Mini Batch K-means clustering algorithm
K-means is among the most well-known clustering algorithms due to its speed performance. With the increase in the volume of data being analysed and the computational time of K-means grows due to its limitation of storing the entire dataset to be stored in memory. This is why a variety of approaches have been proposed to decrease the temporal and spatial costs of the method. Another method that can be used is the Mini Batch K-means algorithm.
The main idea of Mini Batch K-means algorithm is to utilize small random samples of fixed in size data, which allows them to be saved in memory. Every time a new random sample of the dataset is taken and used to update clusters; the process is repeated until convergence. Each mini-batch updates the clusters with an approximate combination of the prototypes and the data results, using the learning rate, which reduces with the number of iterations. This rate of learning is the reverse of the number of data assigned to the cluster as it goes through the process. When the number of repetitions increases and the impact of adding new data decreases, convergence is observed when no changes to the clusters happen in consecutive iterations. The research suggests that the algorithm could result in significant savings in computational time but at the cost of a decrease in the quality of the clusters, but not an extensive analysis of the method has yet been conducted to determine how the specific characteristics of the data like the size of the clusters, or its size, impact the quality of the partition.

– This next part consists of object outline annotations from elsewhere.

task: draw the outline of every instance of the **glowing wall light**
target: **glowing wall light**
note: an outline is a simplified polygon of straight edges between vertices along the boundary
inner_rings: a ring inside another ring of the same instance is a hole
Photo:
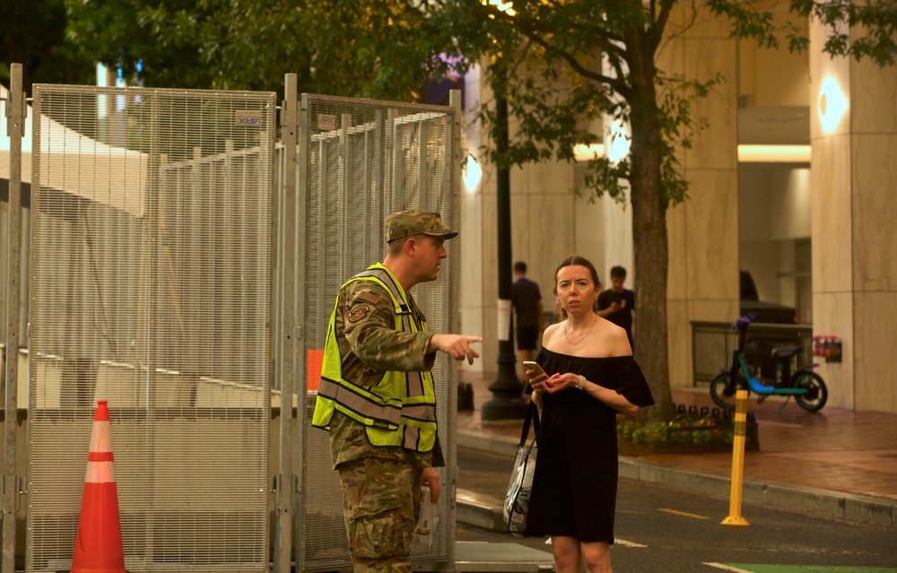
[[[601,143],[577,143],[573,146],[573,159],[577,161],[586,162],[593,159],[605,156],[605,146]]]
[[[833,77],[827,77],[819,88],[819,100],[816,103],[819,109],[819,120],[823,131],[832,132],[838,126],[841,116],[847,111],[847,98],[841,93],[838,82]]]
[[[614,163],[617,163],[620,160],[625,158],[629,155],[629,148],[631,146],[632,142],[630,141],[629,134],[626,133],[626,126],[620,119],[614,120],[614,126],[611,127],[611,132],[607,135],[605,149],[607,152],[607,159],[609,159]]]
[[[461,169],[461,178],[464,180],[464,187],[467,188],[467,193],[476,193],[476,187],[483,178],[483,168],[473,155],[467,156],[467,161]]]
[[[809,145],[739,145],[739,163],[809,163]]]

Each batch of data is assigned to clusters based on the prior locations of the cluster's centroids. The algorithm uses small, random portions of the data each time. Then, it updates the positions of the cluster's centroids based on the updated points from the batch. The update is one of gradient descent updates that is much quicker than a standard batch K-Means update.

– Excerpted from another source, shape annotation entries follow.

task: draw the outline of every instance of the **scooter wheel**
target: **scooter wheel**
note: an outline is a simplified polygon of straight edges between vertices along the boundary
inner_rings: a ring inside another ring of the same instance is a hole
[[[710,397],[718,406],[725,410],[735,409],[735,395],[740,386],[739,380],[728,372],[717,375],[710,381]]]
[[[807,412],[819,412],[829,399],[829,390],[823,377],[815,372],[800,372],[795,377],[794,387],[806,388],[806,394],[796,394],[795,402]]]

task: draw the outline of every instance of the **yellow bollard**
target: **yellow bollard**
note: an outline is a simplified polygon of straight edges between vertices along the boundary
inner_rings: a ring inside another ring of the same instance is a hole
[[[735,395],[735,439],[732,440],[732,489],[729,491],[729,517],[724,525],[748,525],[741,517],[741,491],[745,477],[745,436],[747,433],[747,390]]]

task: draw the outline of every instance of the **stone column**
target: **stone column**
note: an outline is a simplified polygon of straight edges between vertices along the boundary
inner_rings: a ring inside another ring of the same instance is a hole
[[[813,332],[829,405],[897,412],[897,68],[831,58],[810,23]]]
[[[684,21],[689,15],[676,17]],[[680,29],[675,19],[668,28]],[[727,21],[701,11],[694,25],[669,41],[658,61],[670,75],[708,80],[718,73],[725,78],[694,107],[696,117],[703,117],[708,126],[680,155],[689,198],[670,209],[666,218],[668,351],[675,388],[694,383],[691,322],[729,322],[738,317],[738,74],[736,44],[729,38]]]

The following is an algorithm used for the Mini K-means batch.
Mini Batch K-means is a method that updates clusters using tiny random samples rather than the complete dataset. The algorithm works in the following way:
Python implementation of the above algorithm using scikit-learn library:
A mini-batch K-means is quicker but produces somewhat different outcomes than usual batch K-means.
In this case, we group a set of data first using K-means, then using mini-batch K-means. We then display the results. We also plot points with different labels in these two methods.

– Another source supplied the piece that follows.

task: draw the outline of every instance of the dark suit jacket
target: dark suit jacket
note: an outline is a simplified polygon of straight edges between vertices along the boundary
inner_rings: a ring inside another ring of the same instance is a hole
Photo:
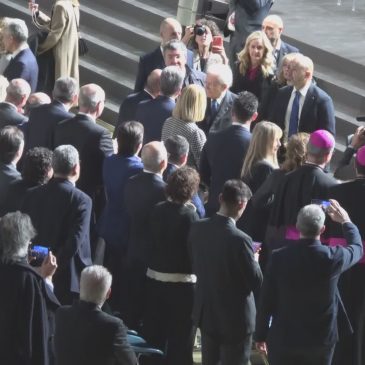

As the number of clusters and the amount of data grows, computation time also rises. The time savings in computation is evident only at times when the number of clusters is massive. The impact of the size of the batch on the time to compute is more apparent when the number of clusters is higher. It is possible to conclude that the increase in the number of clusters reduces the degree of similarity between the Mini-Batch K-Means algorithm with the solution K-means. At the same time, the agreement between partitions decreases when the number of clusters increases. However, the objective function does not diminish in the same way. This means that all final partitions will differ; however, they are closer in quality.
Comparison with K-means:
Real-world Use Cases:
Mini Batch K-means is used in a variety of fields, such as:
Given its ability to effectively manage big data, it is especially well suited for scenarios requiring large-scale datasets. The algorithm's quickness and scalability enable rapid responses to changing data streams for real-time clustering jobs.
Tips for Parameter Tuning:
Consider adjusting parameters like the number of clusters, learning rate, and maximum number of iterations to maximise Mini Batch K-means performance. Try out several parameters to determine which one works best for your particular dataset and needs.
Mini Batch K-means clustering algorithm offers a pragmatic answer for the computational difficulties presented by customary K-means for huge datasets. While it might bring about marginally unique clustering results, its proficiency makes it significant for large information applications. By understanding the compromises among productivity and clustering quality, specialists can bridle the force of Mini Batch K-means to perform adaptable and powerful information clustering.